School talks about germs, habits, manners and cleanliness, the importance of order and repetition and discipline and all those dark, dingy areas. The importance of “No.”

School also addresses issues of jurisdiction, which are too black and white for me. It makes the trivial look important. Like putting stuff away, getting in line, listening. It is about finiteness, beginnings and endings. It is like something that fits into a box. A box I so badly needed when I was struggling to be my own person again.

Teachers have a peek into a universe that perhaps you don’t. When you are too close, your universe collides and sometimes it’s hard to see beyond the intersection. My mother was a school teacher for 36 years before he retired. She would talk fondly about her students, they would discuss recipes, trees and fantasies – things perhaps the children never discussed with their parents.  She never had a dull day in her job. But as a mother, I would be debilitated if I had to do everything the teachers have to do. I am not brave enough to homeschool.

Every hour you spend away from your child is an hour for self-renewal. You need to deconstruct. Reconstruct. Reclaim your space. You need to become whole again, because motherhood sometimes makes you fall to pieces. There is also marriage, which suddenly, is not as invisible as it used to be.

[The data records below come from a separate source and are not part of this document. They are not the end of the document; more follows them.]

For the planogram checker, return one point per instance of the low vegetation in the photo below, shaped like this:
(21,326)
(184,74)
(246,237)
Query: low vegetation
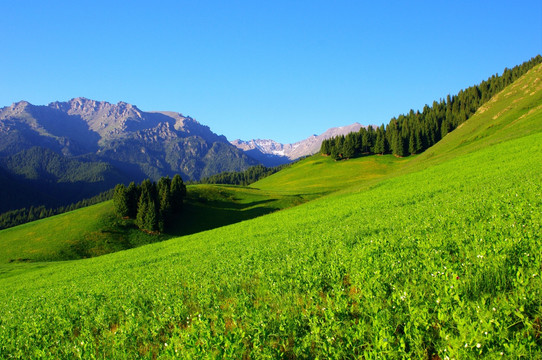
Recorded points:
(435,256)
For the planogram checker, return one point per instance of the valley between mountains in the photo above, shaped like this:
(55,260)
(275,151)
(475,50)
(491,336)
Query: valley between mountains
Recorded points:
(432,255)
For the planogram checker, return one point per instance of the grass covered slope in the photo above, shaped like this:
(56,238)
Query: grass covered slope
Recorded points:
(440,262)
(96,230)
(318,175)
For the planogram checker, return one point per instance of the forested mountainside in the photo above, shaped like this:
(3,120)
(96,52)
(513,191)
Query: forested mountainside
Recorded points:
(67,151)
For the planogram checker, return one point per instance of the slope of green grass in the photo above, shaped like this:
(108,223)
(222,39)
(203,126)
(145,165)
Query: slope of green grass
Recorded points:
(95,230)
(318,175)
(439,261)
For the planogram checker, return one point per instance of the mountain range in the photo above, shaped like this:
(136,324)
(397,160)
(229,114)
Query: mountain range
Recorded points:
(272,153)
(60,153)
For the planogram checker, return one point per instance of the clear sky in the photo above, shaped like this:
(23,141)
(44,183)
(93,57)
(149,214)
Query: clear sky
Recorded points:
(262,69)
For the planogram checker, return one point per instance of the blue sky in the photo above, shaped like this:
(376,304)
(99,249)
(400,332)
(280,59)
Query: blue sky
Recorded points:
(262,69)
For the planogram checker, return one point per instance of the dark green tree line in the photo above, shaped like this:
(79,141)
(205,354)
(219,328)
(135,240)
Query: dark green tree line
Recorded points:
(416,131)
(150,204)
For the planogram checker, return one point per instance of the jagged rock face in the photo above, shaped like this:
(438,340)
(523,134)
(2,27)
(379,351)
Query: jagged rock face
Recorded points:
(143,144)
(272,152)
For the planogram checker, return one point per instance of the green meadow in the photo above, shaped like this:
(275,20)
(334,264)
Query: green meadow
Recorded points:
(435,256)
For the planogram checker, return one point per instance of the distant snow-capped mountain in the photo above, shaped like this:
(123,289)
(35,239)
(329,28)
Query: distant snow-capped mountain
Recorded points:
(272,153)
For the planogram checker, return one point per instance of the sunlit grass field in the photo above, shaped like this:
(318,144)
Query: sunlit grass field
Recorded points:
(439,258)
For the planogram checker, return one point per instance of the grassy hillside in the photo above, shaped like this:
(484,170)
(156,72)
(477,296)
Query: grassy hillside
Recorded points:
(319,175)
(441,260)
(95,230)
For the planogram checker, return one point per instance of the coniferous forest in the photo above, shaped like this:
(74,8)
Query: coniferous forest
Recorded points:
(416,131)
(151,204)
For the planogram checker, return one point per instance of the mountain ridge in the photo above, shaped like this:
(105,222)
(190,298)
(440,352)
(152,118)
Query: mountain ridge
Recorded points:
(106,143)
(272,153)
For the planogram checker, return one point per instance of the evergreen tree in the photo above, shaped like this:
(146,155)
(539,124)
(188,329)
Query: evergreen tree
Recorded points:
(120,200)
(178,193)
(349,149)
(164,194)
(380,143)
(142,211)
(324,149)
(133,193)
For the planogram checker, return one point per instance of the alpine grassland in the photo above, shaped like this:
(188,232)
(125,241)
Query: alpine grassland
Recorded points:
(438,256)
(96,230)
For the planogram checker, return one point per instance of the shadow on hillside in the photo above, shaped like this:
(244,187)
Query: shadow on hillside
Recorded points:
(202,216)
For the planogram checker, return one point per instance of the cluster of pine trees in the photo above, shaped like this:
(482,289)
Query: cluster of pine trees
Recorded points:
(244,178)
(150,204)
(24,215)
(416,131)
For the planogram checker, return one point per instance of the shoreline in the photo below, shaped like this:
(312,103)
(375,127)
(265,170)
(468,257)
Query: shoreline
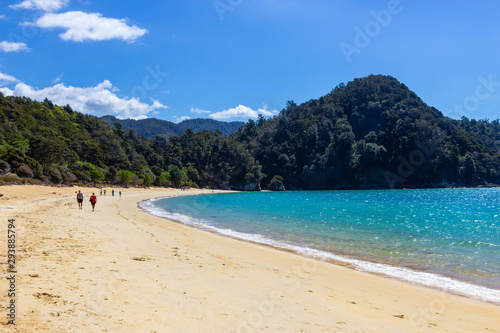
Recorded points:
(121,269)
(454,285)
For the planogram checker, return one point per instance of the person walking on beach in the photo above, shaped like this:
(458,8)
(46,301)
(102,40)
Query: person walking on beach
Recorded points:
(93,200)
(79,199)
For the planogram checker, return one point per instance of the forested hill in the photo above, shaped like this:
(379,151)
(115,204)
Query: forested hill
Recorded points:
(372,133)
(369,133)
(152,127)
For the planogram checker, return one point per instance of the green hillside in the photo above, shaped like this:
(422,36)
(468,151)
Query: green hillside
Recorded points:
(373,133)
(369,133)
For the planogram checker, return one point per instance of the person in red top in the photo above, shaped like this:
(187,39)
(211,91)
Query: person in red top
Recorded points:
(93,200)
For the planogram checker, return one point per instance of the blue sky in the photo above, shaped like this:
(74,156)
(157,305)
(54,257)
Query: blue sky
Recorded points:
(232,59)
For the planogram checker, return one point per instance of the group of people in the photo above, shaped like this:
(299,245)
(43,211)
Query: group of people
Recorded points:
(93,198)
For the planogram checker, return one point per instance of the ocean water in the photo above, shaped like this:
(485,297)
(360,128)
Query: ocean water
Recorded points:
(443,238)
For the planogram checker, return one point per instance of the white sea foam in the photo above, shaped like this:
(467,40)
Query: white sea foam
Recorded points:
(422,278)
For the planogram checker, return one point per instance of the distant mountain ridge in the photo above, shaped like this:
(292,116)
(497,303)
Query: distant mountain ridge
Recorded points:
(152,127)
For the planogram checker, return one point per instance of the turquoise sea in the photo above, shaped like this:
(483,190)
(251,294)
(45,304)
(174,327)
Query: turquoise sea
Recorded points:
(443,238)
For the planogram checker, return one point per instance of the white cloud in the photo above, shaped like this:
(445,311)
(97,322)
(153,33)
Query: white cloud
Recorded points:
(6,79)
(199,111)
(179,119)
(242,111)
(58,79)
(82,26)
(98,101)
(6,91)
(13,47)
(45,5)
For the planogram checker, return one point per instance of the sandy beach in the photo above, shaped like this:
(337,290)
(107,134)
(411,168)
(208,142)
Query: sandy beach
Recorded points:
(119,269)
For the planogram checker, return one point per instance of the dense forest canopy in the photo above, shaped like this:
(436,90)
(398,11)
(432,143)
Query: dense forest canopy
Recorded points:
(370,133)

When he started taking the school bus six months ago, I did an even bigger jig. No more hanging out with sad mommies always complaining about maids and other demons in their life. I began to get good at incentives. First there was the bus cookie. A cookie that only children who make it on time to the bus got. Then there was Sheroo and Sher Khan, the local resident strays, one or both of whom would hang around Re, waiting for the bus. There were leaves to be picked up, autos to count, birds to spot.

The last time we missed the bus and I dropped him to school, I found his hand loosen in my grip the minute we entered the gate. Two seconds later, he was gone. “Please turn, please turn,” I said to myself. He did, and blew me a kiss. And that’s when I realised that he was just not in school. School was in him. And so yes, I don’t miss him when he is away, and I do look forward to seeing him go away every day.